Howard U president added:
“Mr. Jordan is the kind of person who never met a stranger and who enjoyed mentoring students to help them succeed. He often told a story about spending his summers in college working as a chauffeur for Mr. Robert Maddox, a former Mayor and retired banker in Atlanta, GA, who owned a vast home library. Mr. Jordan spent his down time reading the books and when Maddox found out, he was shocked and begrudgingly gave him permission to continue reading. One night at the dinner table, Maddox proclaimed to his family, ‘Vernon can read!’ Mr. Jordan never forgot that experience and it became a pivotal moment in his vast narrative of triumph over controversy. Therefore, it is most fitting that we name one of Howard’s libraries in his honor.”
credit: Gary Raynaldo / ©Diplomatic Times / Howard University School of Law in Washington D.C.
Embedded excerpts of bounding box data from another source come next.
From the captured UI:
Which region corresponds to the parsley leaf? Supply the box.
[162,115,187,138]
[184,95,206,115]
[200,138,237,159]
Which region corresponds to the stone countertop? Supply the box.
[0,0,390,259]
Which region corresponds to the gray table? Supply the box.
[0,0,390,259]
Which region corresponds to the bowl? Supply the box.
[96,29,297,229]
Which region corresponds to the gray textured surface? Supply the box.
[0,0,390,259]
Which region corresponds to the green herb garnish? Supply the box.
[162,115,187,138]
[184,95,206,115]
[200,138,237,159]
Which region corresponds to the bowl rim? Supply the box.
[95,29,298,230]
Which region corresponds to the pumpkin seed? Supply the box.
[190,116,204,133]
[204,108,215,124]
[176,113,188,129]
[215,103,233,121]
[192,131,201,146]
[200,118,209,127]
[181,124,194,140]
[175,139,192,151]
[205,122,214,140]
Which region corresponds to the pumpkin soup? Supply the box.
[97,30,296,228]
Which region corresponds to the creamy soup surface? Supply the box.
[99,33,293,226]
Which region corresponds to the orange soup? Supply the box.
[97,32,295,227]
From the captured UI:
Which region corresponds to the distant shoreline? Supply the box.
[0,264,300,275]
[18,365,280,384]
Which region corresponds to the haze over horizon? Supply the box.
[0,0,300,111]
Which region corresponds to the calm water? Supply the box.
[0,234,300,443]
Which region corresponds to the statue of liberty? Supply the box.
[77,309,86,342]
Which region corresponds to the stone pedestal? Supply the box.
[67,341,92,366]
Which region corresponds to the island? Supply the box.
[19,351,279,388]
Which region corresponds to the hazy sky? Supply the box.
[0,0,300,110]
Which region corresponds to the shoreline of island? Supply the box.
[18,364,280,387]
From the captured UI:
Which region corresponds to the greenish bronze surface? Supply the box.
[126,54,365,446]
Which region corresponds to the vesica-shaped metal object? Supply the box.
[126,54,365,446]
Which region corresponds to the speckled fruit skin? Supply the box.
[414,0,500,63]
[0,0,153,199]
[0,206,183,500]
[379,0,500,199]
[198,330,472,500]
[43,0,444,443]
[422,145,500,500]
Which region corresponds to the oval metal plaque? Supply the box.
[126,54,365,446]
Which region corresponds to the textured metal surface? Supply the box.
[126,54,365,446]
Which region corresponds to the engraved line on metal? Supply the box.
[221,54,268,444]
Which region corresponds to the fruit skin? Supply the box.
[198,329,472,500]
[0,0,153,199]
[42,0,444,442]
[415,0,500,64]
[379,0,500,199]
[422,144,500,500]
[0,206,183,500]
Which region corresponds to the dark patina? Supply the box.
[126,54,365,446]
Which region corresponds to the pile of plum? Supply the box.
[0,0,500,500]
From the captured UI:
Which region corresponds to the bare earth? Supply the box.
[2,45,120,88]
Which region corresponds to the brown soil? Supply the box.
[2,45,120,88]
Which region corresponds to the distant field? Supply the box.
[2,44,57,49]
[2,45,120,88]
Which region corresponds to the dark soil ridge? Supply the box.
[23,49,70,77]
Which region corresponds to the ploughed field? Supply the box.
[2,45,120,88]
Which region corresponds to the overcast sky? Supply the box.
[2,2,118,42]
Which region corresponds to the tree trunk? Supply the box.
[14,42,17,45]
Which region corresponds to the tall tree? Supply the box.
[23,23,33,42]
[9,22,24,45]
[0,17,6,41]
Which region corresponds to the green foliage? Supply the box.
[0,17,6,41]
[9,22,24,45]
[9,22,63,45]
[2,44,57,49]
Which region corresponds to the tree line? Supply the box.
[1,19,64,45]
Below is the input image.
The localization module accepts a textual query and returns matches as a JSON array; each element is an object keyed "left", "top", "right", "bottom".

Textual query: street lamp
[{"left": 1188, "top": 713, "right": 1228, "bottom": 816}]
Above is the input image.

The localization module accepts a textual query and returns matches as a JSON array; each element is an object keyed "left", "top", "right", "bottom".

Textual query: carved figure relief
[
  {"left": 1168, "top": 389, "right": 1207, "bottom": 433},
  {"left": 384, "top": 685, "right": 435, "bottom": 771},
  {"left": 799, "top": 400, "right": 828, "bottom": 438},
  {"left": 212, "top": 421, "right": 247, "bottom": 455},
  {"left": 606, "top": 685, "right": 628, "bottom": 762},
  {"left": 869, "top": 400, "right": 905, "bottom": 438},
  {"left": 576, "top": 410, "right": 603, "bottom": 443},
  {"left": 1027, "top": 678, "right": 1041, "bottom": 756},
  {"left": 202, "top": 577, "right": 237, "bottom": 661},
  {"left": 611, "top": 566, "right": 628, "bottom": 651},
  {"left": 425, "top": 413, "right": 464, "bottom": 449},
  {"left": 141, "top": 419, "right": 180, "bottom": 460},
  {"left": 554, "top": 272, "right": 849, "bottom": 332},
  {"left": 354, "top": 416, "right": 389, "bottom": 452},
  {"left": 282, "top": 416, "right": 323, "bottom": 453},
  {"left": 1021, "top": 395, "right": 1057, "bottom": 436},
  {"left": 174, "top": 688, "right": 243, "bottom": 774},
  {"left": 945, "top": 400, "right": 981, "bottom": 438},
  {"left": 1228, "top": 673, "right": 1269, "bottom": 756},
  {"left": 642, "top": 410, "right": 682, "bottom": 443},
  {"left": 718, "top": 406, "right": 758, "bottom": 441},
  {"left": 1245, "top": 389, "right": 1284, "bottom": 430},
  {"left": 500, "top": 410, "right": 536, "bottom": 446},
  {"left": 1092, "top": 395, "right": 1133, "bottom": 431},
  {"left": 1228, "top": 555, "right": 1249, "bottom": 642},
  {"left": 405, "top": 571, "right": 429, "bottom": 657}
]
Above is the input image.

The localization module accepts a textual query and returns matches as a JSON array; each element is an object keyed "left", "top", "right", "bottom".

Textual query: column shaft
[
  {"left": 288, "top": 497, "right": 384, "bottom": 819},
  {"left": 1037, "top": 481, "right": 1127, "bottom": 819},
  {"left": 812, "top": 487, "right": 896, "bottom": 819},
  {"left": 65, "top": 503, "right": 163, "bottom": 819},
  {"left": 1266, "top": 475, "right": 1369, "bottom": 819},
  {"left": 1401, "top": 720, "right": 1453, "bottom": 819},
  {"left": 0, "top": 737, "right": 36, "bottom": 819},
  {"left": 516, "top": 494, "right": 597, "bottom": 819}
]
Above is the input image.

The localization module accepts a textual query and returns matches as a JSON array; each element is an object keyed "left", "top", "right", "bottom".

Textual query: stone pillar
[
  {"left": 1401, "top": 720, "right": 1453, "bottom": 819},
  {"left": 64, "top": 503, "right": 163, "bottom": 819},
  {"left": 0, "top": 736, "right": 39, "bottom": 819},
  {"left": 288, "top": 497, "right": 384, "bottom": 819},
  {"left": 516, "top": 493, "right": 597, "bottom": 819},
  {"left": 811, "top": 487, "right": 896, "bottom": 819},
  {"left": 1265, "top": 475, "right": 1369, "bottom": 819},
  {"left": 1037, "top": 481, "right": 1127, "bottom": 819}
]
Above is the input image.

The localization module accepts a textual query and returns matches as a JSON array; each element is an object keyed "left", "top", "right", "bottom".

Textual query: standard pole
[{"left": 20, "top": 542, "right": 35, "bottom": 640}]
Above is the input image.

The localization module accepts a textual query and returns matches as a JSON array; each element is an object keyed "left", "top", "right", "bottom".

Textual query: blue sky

Jordan was senior managing director of Lazard Frères & Co. LLC in New York, where he worked with a diverse group of clients across a broad range of industries. Prior to joining Lazard, he was a senior executive partner with the law firm of Akin Gump Strauss Hauer & Feld LLP, where he served as senior counsel. While there, he practiced general, corporate, legislative and international law in Washington, D.C and New York. Jordan was a graduate of DePauw University and the Howard University School of Law, and he holds honorary degrees from more than 60 colleges and universities in America. He was a member of the bars of Arkansas, the District of Columbia, Georgia and the U.S. Supreme Court. He was a member of the American Bar Association, the National Bar Association, the Council on Foreign Relations and the Bilderberg Meetings.